Dismal show by agriculture, manufacturing and mining sectors
On expected lines for the government, though disappointing for India Inc., the country’s GDP (gross domestic product) growth rate slid to 4.8 per cent in the fourth quarter (January-March) on account of dismal shows by the three major sectors — agriculture, manufacturing and mining — to end the entire 2012-13 fiscal year at the decade’s lowest expansion at 5 per cent.
Having notched up growth rates of 5.4 per cent in the first and 5.2 per cent in the second quarter of 2012-13, the 4.8 per cent increase in the fourth quarter, which though a tad higher than the 4.7 per cent growth in the third quarter, was significantly lower than the 5.1 per cent expansion achieved in the January-March quarter of 2011-12 when GDP growth for the entire financial year was 6.2 per cent.
Single positive sign
The only positive cue, on a day when the core sector data released here also showed that the growth in eight infrastructure sectors had slipped to 2.3 per cent in April as compared to a robust 5.7 per cent expansion in the same month last year, is that the grim GDP numbers appear to have brightened the prospects of a rate cut by the Reserve Bank of India (RBI) in June along with a probable easing of the CRR (cash reserve ratio) despite the anxieties expressed by RBI Governor D. Subbarao over the current macro-economic environment earlier this week.

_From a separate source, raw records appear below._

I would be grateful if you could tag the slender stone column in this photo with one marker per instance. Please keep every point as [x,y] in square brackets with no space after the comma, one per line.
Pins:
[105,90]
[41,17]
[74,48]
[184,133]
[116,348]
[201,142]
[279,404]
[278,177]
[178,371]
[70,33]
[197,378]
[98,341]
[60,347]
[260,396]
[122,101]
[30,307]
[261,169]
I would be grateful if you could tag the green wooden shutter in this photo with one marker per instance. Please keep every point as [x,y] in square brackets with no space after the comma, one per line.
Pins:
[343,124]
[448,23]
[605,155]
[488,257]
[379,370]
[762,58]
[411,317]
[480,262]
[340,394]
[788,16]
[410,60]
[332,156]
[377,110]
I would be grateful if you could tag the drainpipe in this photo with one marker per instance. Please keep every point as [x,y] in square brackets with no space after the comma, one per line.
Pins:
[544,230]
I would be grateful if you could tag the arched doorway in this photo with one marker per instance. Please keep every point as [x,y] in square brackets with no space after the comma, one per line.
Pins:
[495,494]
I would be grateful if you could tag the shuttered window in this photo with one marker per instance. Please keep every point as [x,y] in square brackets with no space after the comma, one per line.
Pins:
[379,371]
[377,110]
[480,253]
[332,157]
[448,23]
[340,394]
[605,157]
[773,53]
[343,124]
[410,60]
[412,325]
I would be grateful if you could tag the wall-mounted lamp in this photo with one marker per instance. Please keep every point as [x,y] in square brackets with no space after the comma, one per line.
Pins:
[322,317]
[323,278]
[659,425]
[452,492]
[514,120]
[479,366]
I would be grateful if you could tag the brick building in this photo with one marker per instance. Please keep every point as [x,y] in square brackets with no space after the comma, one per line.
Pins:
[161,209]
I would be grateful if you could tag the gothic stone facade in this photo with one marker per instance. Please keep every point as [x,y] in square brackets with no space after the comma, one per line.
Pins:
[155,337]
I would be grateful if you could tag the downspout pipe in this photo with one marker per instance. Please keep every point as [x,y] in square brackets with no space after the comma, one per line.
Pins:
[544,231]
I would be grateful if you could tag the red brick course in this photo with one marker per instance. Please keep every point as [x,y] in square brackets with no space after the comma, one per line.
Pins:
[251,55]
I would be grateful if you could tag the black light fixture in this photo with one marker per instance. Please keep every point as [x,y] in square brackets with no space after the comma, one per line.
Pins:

Interestingly, the GDP data released by the Central Statistics Office (CSO) here on Friday shows that while the manufacturing sector fared marginally better during the January-March quarter of 2012-13 with a growth of 2.6 per cent as compared to a dismal 0.1 per cent growth in the same quarter of the previous fiscal, the sector ended up with a mere one per cent expansion for the whole of last fiscal as against to a 2.7 per cent increase in 2011-12.
Alongside, while the mining and quarrying sector saw a contraction of 3.1 per cent during the January-March quarter of 2012-13 as against a 5.2 per cent growth in output in the same three-month period of 2011-12., the contraction in the sector remained unchanged at 0.6 per cent for both the fiscal years
Also faring poorly was the farm sector with a measly 1.4 per cent growth during the fourth quarter, lower than the 2 per cent increase achieved in the same quarter of 2011-12. For the entire year also, agriculture sector growth was lower at 1.9 per cent in 2012-13 as compared to 3.6 per cent in 2011-12.
Finance Minister P. Chidambaram said the “growth numbers are as per expectations”.
Planning Commission Deputy Chairman Montek Singh Ahluwalia felt there was evidence of the economy bottoming out but not of a strong recovery.
“There is evidence that the economy has bottomed out. But we still don’t have evidence of a strong recovery. It is challenging to get to 6 per cent [growth] where last quarter is 4.8 per cent,” he said.
Rate cut hopes
Prime Minister's Economic Advisory Council Chairman C. Rangarajan also viewed the GDP numbers as per expectations, and raised hopes of a likely rate cut. “GDP numbers has been on expected lines…as far as manufacturing is concerned, perhaps we have reached the bottom. Wholesale price index (WPI)-based inflation has slowed, I think there is a greater room for the RBI to act,” he said.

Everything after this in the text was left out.